Here are some ways I try to be a little less plugged in, all the time:

  • Meditation is a great place to start, learn more about beginning your practice here.
  • Leave your cell phone at home next time you go out or run errands (so scary, I know).
  • Try talking to your partner or roomies or cats instead of watching TV all night.
  • Pick a day of the week (or maybe a half day to start) to not check the interwebs – no email, no social media.
  • Go for an aimless walk / hike / bike ride.
  • Take yourself out to dinner, and actually look up from the table (phones and books serve as great crutches here, try to minimize usage).
  • Read a book! And no, not a self-development or educational book, read one just for fun. I’ll do a post on my faves sometime soon, but if you’re looking for good rec’s check out Soapwalla’s book club!
  • Go sit somewhere beautiful. Find a sunny bench, a cozy spot in the park, a nice view – maybe even in your own home – and just take it in.
  • Journal. Just free write, don’t worry about it being meaningful or insightful or even cohesive; let your pen go wild.
  • Notice what you do while waiting - for a stoplight, in a line, for a friend to meet up. Put the phone down. Look up. Take a deep breath. Notice what's going on around you.
  • Stay in bed. Isn't that the ultimate feeling of leisure - that state in between sleeping and awake, pulling the covers up over your head for just a little longer?
  • Take the long way home. What's the rush? Walk a few extra blocks, swing through a new part of town, or catch the sunset from a good viewpoint. You'll still get there eventually.
  • Color! Pick up one of those trendy adult coloring books and zone out as you try to stay inside the lines.
  • Get your favorite beverage at a coffee shop and sip it slowly, mindfully, while people-watching.
  • Take a bath. I'm personally not a bath person but I hear they are very relaxing. I love them in theory because there's really very little multitasking you can do from the tub. (note: leave your phone in the other room)
  • Do the thing you always wish you had time to do. Relaxation is different for everyone – I find cooking and cleaning out my closet to be super therapeutic, but I know that sounds like work to some. Find the thing you're always saying, "I wish I had time for..."
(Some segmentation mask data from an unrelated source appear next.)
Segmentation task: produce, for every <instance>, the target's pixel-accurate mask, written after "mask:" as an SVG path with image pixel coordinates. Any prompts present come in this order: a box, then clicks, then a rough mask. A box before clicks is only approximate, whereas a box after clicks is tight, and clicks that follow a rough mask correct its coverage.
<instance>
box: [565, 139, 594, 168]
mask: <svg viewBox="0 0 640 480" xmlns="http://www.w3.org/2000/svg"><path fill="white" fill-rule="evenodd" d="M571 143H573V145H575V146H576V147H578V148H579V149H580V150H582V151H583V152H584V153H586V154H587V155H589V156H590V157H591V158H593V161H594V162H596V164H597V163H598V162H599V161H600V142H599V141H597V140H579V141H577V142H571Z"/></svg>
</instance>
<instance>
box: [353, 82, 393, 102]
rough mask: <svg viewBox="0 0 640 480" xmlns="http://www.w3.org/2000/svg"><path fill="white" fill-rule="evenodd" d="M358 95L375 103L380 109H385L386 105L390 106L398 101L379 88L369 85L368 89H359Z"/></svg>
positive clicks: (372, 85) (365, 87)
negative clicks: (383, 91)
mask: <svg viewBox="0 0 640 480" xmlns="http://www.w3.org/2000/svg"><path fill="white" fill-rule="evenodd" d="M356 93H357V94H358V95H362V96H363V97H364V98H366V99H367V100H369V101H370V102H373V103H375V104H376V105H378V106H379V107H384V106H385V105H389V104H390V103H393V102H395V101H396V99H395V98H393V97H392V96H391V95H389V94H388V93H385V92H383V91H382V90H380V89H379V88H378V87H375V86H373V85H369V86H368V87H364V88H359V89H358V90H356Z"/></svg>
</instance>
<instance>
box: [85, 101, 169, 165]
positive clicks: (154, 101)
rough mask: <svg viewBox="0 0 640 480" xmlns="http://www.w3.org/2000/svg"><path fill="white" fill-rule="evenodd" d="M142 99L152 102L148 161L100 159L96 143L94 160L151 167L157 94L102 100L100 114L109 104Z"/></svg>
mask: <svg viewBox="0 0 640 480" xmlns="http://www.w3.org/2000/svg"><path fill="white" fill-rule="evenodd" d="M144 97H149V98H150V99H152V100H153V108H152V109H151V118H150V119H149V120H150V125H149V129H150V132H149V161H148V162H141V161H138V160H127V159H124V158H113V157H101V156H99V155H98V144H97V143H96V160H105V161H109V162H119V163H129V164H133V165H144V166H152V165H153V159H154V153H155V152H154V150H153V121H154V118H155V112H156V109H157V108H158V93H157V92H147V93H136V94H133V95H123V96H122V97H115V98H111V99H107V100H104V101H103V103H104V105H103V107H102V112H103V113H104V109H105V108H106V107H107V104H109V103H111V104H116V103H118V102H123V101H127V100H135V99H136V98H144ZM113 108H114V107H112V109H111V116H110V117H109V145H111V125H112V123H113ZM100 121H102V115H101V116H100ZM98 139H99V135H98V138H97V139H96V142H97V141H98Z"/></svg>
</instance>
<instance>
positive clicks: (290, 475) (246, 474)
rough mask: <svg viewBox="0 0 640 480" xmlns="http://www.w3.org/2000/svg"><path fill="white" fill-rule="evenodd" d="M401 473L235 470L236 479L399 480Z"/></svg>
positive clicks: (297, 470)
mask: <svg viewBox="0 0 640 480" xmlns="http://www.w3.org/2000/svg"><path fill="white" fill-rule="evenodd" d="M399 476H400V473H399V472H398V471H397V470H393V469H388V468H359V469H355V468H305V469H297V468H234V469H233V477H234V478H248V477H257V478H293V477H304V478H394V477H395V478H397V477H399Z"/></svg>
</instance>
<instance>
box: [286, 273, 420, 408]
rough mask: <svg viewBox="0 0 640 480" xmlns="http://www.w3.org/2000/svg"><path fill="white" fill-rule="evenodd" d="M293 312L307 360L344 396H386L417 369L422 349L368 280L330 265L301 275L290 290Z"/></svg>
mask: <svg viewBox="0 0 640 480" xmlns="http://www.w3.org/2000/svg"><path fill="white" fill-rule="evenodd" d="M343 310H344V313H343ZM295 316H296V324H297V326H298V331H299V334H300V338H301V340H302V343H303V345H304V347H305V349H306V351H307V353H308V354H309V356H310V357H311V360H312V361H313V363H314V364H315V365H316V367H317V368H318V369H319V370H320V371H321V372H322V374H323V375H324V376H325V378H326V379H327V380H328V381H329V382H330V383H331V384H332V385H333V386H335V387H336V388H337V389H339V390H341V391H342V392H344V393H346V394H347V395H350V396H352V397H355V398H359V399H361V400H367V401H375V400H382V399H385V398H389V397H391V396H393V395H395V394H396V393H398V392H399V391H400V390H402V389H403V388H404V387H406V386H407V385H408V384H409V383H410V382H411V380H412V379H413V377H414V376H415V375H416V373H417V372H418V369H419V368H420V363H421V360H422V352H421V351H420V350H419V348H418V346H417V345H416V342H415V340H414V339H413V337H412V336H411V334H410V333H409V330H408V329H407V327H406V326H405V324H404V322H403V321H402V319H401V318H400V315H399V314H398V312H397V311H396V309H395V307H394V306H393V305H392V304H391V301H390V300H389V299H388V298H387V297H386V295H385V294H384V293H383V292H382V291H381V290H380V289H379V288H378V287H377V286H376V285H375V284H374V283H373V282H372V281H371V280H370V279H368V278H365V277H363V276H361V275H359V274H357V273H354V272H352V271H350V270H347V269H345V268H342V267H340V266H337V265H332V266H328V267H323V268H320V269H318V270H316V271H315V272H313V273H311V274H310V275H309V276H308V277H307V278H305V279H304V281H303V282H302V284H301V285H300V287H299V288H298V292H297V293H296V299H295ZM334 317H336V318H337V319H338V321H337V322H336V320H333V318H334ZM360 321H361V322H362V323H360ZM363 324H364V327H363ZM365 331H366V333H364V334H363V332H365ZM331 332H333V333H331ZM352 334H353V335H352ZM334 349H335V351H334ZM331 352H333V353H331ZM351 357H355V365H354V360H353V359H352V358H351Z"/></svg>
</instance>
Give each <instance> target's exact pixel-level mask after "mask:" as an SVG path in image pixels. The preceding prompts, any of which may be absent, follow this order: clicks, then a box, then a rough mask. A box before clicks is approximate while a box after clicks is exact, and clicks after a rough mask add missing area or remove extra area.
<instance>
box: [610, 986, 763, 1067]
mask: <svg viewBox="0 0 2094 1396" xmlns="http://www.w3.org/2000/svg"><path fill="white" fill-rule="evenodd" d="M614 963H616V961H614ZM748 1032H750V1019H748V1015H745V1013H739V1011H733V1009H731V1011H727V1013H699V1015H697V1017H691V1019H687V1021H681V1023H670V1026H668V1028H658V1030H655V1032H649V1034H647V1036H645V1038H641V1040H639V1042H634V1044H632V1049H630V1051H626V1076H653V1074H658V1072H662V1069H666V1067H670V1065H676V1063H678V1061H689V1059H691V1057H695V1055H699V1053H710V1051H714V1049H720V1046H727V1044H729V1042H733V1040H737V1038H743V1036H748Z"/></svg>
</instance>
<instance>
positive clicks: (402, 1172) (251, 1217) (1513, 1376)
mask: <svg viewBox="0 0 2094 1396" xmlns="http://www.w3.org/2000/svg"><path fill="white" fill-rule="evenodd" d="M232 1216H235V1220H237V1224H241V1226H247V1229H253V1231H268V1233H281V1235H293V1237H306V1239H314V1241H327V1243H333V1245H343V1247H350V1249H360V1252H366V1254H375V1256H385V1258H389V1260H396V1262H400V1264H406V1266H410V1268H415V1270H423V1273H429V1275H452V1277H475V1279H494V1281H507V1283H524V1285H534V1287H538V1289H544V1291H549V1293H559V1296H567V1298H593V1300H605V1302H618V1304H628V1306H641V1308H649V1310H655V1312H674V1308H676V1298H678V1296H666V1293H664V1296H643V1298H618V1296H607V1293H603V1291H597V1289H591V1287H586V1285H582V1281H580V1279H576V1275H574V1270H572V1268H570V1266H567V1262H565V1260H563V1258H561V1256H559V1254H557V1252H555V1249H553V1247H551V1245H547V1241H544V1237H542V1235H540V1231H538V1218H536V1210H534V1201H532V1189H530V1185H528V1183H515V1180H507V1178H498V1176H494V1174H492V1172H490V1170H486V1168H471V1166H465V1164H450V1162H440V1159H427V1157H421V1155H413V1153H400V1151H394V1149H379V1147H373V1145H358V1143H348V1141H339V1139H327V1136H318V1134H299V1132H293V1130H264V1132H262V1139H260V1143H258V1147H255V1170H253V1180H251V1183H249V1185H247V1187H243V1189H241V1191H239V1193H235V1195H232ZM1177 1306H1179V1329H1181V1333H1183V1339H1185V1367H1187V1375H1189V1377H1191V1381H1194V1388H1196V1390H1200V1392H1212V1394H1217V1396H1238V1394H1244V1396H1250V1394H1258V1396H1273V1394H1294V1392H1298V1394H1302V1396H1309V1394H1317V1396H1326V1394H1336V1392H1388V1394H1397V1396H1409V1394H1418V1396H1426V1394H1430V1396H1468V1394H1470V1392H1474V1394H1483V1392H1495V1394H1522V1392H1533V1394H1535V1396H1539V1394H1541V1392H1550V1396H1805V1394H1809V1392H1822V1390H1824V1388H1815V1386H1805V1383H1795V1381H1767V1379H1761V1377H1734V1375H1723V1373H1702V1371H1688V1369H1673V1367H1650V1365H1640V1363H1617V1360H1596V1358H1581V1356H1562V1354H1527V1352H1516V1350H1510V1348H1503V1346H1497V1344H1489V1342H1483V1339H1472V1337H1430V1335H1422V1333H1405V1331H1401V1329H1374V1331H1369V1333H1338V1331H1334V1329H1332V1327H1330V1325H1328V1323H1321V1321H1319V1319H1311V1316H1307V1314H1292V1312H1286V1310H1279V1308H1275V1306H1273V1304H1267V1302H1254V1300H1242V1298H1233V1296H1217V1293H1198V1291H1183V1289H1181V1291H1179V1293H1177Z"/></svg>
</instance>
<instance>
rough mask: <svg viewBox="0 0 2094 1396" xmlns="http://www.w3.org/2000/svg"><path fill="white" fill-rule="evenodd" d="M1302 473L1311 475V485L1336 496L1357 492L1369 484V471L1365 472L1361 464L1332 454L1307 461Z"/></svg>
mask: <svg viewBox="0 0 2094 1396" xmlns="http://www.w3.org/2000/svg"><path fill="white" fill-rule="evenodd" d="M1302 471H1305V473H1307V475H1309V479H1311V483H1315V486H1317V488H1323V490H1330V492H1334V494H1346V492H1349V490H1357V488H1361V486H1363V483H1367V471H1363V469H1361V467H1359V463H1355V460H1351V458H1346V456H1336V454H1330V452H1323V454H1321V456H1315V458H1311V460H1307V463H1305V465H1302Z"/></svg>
I could go on, but I've got an early flight and this seems like a good list to start with. Apply the concepts from last week's post on meditation to your everyday: notice your breath as you walk; notice the air, the sights, the sounds around you. Feel your body as you move, or as you stay still. Try doing just one thing at a time.

Start small – choose one thing and actually schedule time into your week for it. When that time comes, commit to doing it. Show up fully. Drop whatever feels “more important,” and definitely drop any guilt that comes along with being "unproductive." You are important; make time for yourself.